By just creating a logo, you are selling yourself and your organization short. A striking visual identity reinforces your brand's message. It helps to make your story more powerful. Next to describing your brand's core values, mission and statements, a brand book contains various branding guidelines in regards to visual communication. These guidelines provide a consistent use of the logo, a selection of fonts you use (typography) and rules around color usage, as well as images and icons. A brand book is used to monitor a brand. It helps all employees to bring consistency to their communicative work across online and offline platforms, both internally and externally.

As start-ups are often continuously subject to change and gradually building their business, it can be difficult to establish an extensive and definite brand identity straight away.
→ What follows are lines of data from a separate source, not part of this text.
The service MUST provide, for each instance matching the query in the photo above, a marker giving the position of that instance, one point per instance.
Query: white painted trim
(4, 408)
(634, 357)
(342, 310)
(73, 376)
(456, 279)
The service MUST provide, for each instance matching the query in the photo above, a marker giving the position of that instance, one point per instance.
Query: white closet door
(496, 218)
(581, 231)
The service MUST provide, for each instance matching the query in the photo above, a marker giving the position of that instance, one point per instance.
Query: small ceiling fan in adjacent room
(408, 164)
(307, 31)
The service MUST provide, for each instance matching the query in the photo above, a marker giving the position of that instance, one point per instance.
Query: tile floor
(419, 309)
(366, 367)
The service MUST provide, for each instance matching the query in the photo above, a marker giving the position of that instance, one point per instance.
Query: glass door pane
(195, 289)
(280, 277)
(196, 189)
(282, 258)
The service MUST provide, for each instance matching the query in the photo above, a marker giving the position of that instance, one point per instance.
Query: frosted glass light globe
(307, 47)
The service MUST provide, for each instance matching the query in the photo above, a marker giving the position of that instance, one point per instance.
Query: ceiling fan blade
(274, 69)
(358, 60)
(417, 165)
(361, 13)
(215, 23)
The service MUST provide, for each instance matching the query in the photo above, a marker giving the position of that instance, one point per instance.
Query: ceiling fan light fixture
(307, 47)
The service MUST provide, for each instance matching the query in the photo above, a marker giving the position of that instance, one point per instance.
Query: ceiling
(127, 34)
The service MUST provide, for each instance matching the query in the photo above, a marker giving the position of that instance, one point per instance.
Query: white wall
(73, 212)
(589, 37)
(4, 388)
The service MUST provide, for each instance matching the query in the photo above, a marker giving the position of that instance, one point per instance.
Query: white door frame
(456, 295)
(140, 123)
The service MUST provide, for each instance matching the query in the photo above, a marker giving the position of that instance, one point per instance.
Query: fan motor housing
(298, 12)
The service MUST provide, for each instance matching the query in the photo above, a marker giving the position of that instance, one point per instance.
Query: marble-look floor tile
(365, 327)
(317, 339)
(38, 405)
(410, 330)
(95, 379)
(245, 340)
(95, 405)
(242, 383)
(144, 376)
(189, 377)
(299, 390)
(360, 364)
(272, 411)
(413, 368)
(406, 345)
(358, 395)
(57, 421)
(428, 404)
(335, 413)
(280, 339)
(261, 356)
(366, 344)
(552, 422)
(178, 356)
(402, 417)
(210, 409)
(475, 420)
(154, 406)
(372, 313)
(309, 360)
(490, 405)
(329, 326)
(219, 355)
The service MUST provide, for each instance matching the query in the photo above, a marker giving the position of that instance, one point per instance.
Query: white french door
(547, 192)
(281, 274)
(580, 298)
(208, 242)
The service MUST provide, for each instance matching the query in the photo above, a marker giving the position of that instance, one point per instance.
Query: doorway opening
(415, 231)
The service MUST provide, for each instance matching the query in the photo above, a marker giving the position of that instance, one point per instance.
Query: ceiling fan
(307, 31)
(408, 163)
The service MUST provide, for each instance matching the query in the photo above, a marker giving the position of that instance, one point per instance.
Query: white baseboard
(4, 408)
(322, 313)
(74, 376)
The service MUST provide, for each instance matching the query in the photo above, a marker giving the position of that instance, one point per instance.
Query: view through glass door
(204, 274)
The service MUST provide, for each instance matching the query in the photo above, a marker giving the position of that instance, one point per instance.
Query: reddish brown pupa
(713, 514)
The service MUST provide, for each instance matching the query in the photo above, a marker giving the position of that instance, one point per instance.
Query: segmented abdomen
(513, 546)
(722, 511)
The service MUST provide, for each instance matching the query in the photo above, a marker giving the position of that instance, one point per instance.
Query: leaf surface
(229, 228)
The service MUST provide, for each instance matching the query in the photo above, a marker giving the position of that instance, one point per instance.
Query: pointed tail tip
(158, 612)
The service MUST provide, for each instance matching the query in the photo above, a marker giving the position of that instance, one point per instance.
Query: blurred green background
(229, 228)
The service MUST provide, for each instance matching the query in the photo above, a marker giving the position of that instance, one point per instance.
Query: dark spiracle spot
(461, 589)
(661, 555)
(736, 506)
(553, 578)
As I've had the pleasure to help establish a visual identity and corresponding brand book for differenst starting companies, I've developed my personal approach by setting up a basic brand identity consisting of four key elements. In this blog, I'll give you a brief explanation of these different elements.

Logo

Although it's not the only element of your brand identity, it could be considered the most important due to its wide usage. Therefore, it's important that your logo effortlessly reflects your brand's values and is ultra-recognizable to consumers. Your brand logo is like an umbrella of your visual brand identity. It describes and somehow covers all the other elements that represent your brand. That’s why it’s critical that your logo looks unique and reinforces your business name and brand personality. At the start of creating a visual branding strategy, I like to play around with different logo designs before settling on a final version.

Typography

Typography is the shape or styling of the text you use in your branding. Beyond what your words are saying, the scale, font, and arrangement of your text also impact your visual identity. There are many different types of fonts and each one can have a different effect on the viewer. For the purposes of visual identity, you’ll want to consider the wordmark to your logo, a headline font and a standard, legible paragraph font.

Colors

The logo is often the starting point for the color palette, which should then be repurposed for all brand materials. A simple color scheme (containing a primary & secondary color) of very specific hues, shades and tints should be selected carefully. Specific hues, shades, and tints all conveyt a different message, each generating powerful emotional response from your audience. For instance, yellow is often perceived as optimistic / youthful / energetic, whereas blue conveyes a sense of strength / trust / calmness.

Graphics

Graphics, in the context of visual identity, refer to picture assets that are drawn or designed. A coherent usages of graphics (such as shapes, textures, patterns, icons and negative space) help tie the different design elements together across al platforms.